Das personagens todas que criou, houve alguma que tenha pensado que não ia funcionar e que, depois, tivesse sido um êxito estrondoso?

Houve uma que achei que ia ser uma coisa muito localizada, até porque tratava só de um único assunto, que era o José Esteves. Comecei a fazer na rádio, a pedido de um jornalista do Porto chamado António Tavares Teles. Isto começou talvez em 1980 ou 81, e eu tinha o sotaque do Porto muito presente porque o meu agente artístico era de lá e eu passava tanto tempo naquela cidade que ganhei o sotaque. Portanto, o boneco era muito verdadeiro, mas estava longe de imaginar que fosse um sucesso que se manteve até hoje, sobretudo através daquela cantiga Vamos lá Cambada. Depois houve outras coisas que tive a certeza que seriam êxitos totais e que desapareceram nos primeiros tempos. Mas, dessas já nem me lembro.

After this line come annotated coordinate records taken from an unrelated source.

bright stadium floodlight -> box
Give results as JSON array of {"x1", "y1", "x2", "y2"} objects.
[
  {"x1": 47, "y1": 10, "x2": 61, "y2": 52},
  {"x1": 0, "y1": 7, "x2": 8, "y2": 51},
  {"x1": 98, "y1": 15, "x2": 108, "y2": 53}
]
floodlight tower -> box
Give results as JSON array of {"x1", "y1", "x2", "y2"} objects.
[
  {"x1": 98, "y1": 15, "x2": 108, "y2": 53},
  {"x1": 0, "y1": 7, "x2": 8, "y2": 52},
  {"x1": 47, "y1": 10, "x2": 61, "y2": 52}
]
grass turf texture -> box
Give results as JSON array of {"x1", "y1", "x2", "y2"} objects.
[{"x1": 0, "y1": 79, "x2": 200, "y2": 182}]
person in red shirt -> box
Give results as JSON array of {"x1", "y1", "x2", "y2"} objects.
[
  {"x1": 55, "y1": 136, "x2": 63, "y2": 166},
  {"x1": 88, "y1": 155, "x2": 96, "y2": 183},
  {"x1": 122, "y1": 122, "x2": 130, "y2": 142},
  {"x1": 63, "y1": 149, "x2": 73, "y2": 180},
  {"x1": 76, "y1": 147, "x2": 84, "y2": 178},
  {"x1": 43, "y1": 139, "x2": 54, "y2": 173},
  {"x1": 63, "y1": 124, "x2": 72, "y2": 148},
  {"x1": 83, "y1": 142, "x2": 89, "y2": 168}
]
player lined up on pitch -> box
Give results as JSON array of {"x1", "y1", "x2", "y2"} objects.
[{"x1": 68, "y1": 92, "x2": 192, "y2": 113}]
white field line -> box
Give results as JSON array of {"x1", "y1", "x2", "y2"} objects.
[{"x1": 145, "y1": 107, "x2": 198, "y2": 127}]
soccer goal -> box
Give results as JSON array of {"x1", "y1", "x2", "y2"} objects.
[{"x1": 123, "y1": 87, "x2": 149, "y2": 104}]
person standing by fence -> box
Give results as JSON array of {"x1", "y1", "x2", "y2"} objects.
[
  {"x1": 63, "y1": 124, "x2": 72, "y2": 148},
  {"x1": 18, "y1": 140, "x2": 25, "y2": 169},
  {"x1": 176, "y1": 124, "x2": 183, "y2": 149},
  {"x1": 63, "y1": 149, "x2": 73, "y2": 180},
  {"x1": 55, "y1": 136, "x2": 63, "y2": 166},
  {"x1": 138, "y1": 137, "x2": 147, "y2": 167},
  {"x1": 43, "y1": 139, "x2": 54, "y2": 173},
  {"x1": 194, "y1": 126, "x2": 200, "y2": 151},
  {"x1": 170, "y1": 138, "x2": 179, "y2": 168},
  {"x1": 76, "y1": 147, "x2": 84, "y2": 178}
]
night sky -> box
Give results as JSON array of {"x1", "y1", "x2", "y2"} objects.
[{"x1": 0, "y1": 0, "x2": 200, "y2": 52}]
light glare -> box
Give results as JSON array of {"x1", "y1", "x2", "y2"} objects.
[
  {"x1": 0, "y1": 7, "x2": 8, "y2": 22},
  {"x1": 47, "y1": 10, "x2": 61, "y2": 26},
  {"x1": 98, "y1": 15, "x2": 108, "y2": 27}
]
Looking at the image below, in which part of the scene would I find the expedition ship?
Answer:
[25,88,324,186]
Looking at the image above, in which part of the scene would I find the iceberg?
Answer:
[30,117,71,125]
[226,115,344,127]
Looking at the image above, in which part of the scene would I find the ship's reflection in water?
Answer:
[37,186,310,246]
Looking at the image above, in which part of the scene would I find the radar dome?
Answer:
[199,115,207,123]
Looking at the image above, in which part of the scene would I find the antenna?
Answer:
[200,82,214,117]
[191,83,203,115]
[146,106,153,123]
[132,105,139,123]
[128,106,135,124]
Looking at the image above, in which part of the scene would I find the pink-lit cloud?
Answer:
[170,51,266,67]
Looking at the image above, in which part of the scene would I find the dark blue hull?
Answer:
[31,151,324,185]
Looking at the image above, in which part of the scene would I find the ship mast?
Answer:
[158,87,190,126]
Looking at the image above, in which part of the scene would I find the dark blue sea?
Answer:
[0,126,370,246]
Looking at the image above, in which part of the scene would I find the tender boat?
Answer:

Há muitas personagens suas que ficaram para a história e cujas expressões as pessoas ainda hoje utilizam. Isso surpreende-o?

É verdade, é muito raro acontecer. Há mundialmente alguns casos, como os Monty Python ou o Benny Hill, mas contam-se pelos dedos… Não é nada comum. Isso é verdadeiramente um fenómeno. E isso é uma das coisas que me espantam mais do que me orgulham, devo dizer. Acho verdadeiramente notável quando oiço um miúdo de seis anos a dizer “eu é mais bolos”. Recentemente fiz um repost com 34 anos, do Felisberto Lalande, que não diz os ‘l’s’, e tenho milhões de putos a dizer que faziam aquilo já na escola. Isso é verdadeiramente notável!

Há ou não há limites para o humor?

Há. Não são é universais pois cada situação tem o seu limite. Para fazer um espetáculo ao lado do Santuário de Fátima no dia 15 de agosto (Dia da Nossa Senhora da Assunção), talvez seja interessante burilar as coisas muito agressivas que às duas da manhã numa Queima das Fitas são essenciais. Portanto, com certeza que há limites para o humor. E se formos jantar a casa de alguém e a decoração tiver elementos ridículos, não é a altura própria para fazer humor.

A destruição do cenário do concurso Roda da Sorte (1994) seria impensável nos dias de hoje. Tem saudades dessa liberdade?

Era impensável, mas há uma coisa de que nunca se fala, mas que é importante frisar. As peças que destruí eram de armazéns de velharias, ou seja, não destruí nada novo. Não quis ofender as pessoas destruindo coisas que elas gostariam de ter em casa e não podiam. Foi também uma aprendizagem, porque um dia, no [concurso] 1, 2, 3, resolvi fazer uma guerra de ovos com o público. O grande choque das pessoas foi ser numa altura onde parte das famílias não tinha dinheiro para comprar ovos. Portanto, não é obrigatório ter essas sensibilidades, mas pode perfeitamente meter-se essa equação no meio e não faz mal a ninguém…

Mas tem saudades de poder fazer essas loucuras sem se preocupar com o que as pessoas vão pensar?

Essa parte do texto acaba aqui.